Alberto Ruiz <aruiz at um.es> writes:

> My experience is that Haskell allocation time is very fast and usually
> negligible in most non trivial matrix computations.
>
> A good thing about
>
> sum v = constant 1 (dim v) <.> v
>
> is that a constant vector is efficiently created internally (not from
> an intermediate Haskell list), and the inner product will be computed
> by the possibly optimized blas version available in your machine.
>
> You can also write simple definitions like the next one for the
> average of the rows of a matrix as a simple vector-matrix product:
>
> mean m = w <> m
>     where w = constant k r
>           r = rows m
>           k = 1 / fromIntegral r
>
> I prefer high level "index free" matrix operations to C-like
> code. Definitions are clearer, have less bugs, and are also more
> efficient if you use optimized numerical libs.
>
> In any case, many algorithms can be solved by the recursive approach
> described by Tomas.

After reading don's blog, I tried to make a test with both
methods.  The code is very simple, as following

module Main where
import System
import Numeric.LinearAlgebra

vsum1 :: Vector Double -> Double
vsum1 v = constant 1 (dim v) <.> v

vsum2 :: Vector Double -> Double
vsum2 v = go (d - 1) 0
    where
      d = dim v
      go :: Int -> Double -> Double
      go 0 s = s + (v @> 0)
      go !j !s = go (j - 1) (s + (v @> j))

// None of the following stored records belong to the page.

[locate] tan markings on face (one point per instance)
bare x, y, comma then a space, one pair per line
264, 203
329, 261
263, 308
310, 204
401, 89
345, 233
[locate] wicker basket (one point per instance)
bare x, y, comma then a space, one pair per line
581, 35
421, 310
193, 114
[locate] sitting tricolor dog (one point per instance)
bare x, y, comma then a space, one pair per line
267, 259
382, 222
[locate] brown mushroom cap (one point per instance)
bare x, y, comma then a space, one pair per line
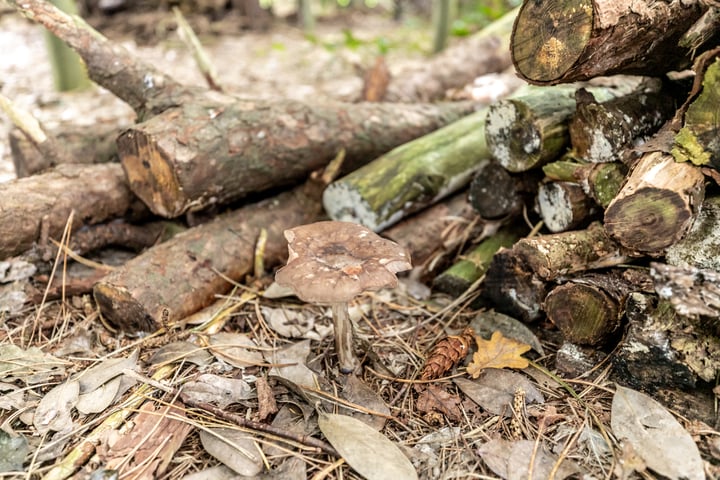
331, 262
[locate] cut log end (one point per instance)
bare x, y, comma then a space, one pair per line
150, 175
650, 221
549, 37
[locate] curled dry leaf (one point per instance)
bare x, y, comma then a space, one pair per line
498, 352
237, 349
664, 445
495, 389
368, 452
447, 353
221, 391
236, 449
54, 412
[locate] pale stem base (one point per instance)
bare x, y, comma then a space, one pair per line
344, 338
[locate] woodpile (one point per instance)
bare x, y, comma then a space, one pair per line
619, 170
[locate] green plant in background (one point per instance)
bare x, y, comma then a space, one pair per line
68, 70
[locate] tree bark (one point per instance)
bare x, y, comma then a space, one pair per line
531, 128
485, 52
176, 278
588, 309
495, 193
564, 206
217, 150
657, 205
410, 177
39, 206
570, 40
697, 141
663, 348
601, 132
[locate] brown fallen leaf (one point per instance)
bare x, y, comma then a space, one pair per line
498, 352
447, 353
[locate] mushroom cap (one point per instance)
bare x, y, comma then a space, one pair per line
332, 262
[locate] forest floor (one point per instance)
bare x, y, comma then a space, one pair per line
523, 423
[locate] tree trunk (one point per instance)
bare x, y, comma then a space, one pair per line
411, 176
176, 278
210, 151
37, 207
604, 132
657, 205
572, 40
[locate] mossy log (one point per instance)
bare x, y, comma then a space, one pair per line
411, 176
217, 149
697, 141
663, 348
656, 206
496, 193
571, 40
700, 248
564, 206
473, 265
588, 309
600, 181
531, 128
603, 131
35, 208
174, 279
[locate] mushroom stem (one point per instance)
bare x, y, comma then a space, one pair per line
344, 337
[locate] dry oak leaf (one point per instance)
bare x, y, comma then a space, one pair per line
498, 352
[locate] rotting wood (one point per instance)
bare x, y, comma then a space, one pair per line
174, 279
573, 40
411, 176
216, 149
564, 206
606, 131
484, 52
496, 193
697, 140
588, 309
664, 349
516, 281
472, 265
656, 206
43, 202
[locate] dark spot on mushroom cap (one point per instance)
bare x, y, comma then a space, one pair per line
331, 262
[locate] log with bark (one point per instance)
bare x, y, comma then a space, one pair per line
516, 281
37, 208
600, 181
656, 206
410, 177
216, 149
496, 193
174, 279
570, 40
663, 348
697, 141
531, 128
605, 132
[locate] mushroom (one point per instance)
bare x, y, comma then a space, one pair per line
332, 262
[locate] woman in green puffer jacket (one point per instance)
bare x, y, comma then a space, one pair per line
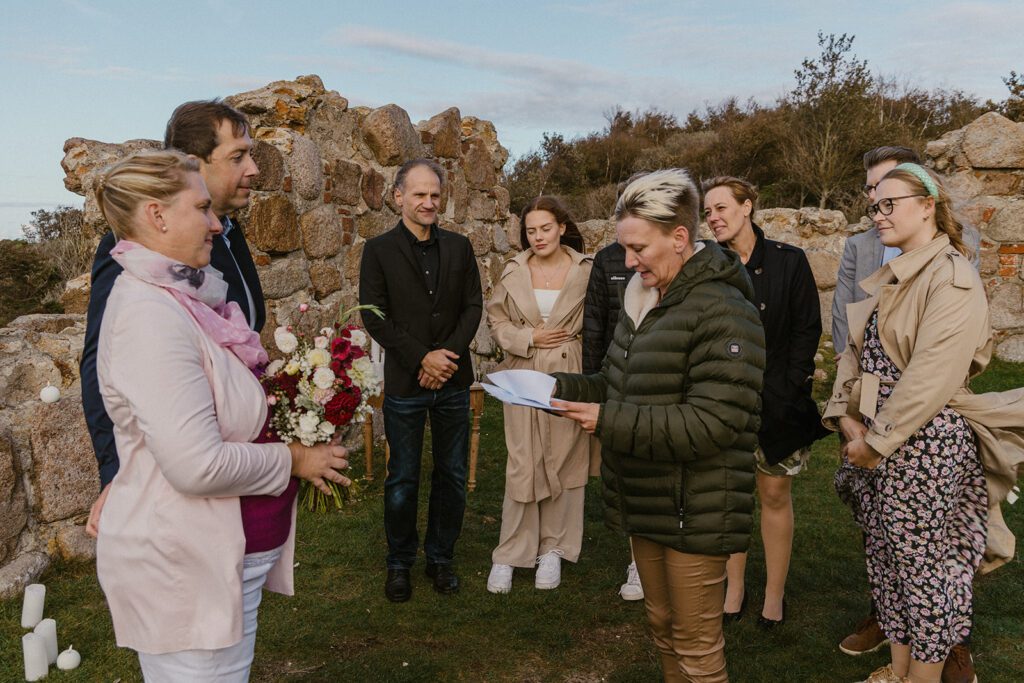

mean :: Vector Double -> Double
mean v = vsum v / fromIntegral (dim v)
    where vsum = vsum1

main :: IO ()
main = do
  fn:nrow:ncol:_ <- getArgs
  print . mean . flatten =<< fromFile fn (read nrow, read ncol)

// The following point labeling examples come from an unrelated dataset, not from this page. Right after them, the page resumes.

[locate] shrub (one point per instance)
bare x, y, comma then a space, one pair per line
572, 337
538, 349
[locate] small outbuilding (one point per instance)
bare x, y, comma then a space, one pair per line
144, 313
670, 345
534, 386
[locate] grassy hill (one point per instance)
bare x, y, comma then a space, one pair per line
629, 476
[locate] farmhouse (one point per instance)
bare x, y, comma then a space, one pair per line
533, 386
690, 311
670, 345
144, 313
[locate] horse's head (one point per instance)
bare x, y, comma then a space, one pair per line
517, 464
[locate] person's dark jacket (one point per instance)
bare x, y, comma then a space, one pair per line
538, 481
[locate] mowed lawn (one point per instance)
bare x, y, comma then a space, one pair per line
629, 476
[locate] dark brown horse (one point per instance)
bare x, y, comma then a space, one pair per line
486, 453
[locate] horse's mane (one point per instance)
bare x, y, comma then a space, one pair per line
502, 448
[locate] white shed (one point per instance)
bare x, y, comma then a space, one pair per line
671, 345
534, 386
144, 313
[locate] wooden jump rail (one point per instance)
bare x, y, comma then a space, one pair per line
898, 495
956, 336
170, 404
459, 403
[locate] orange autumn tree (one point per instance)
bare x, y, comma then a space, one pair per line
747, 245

Compile it with "-O2 -optc-O2", and run with a data set of
length 5000000.  The results are

with "vsum1":
 80,077,984 bytes allocated in the heap
      2,208 bytes copied during GC (scavenged)
         64 bytes copied during GC (not scavenged)
 40,894,464 bytes maximum residency (2 sample(s))
  %GC time       0.0%  (0.0% elapsed)
  Alloc rate    35,235,448 bytes per MUT second
./vsum1 huge 5000000 1  2.25s user 0.09s system 99% cpu 2.348 total

This is reasonable, exactly two copies of vector with size
of 40MB.

with "vsum2":
560,743,120 bytes allocated in the heap
     19,160 bytes copied during GC (scavenged)
     15,920 bytes copied during GC (not scavenged)
 40,919,040 bytes maximum residency (2 sample(s))
  %GC time       0.3%  (0.3% elapsed)
  Alloc rate    222,110,261 bytes per MUT second
./mean2 huge 5000000 1  2.53s user 0.06s system 99% cpu 2.598 total

This is strange.  A lot of extra usage of heap?  Probably
because '@>' is not efficient?  So it looks like the
inner-product approach wins with a fairly margin.
-- 
    c/*    __o/*
    <\     * (__
    */\      <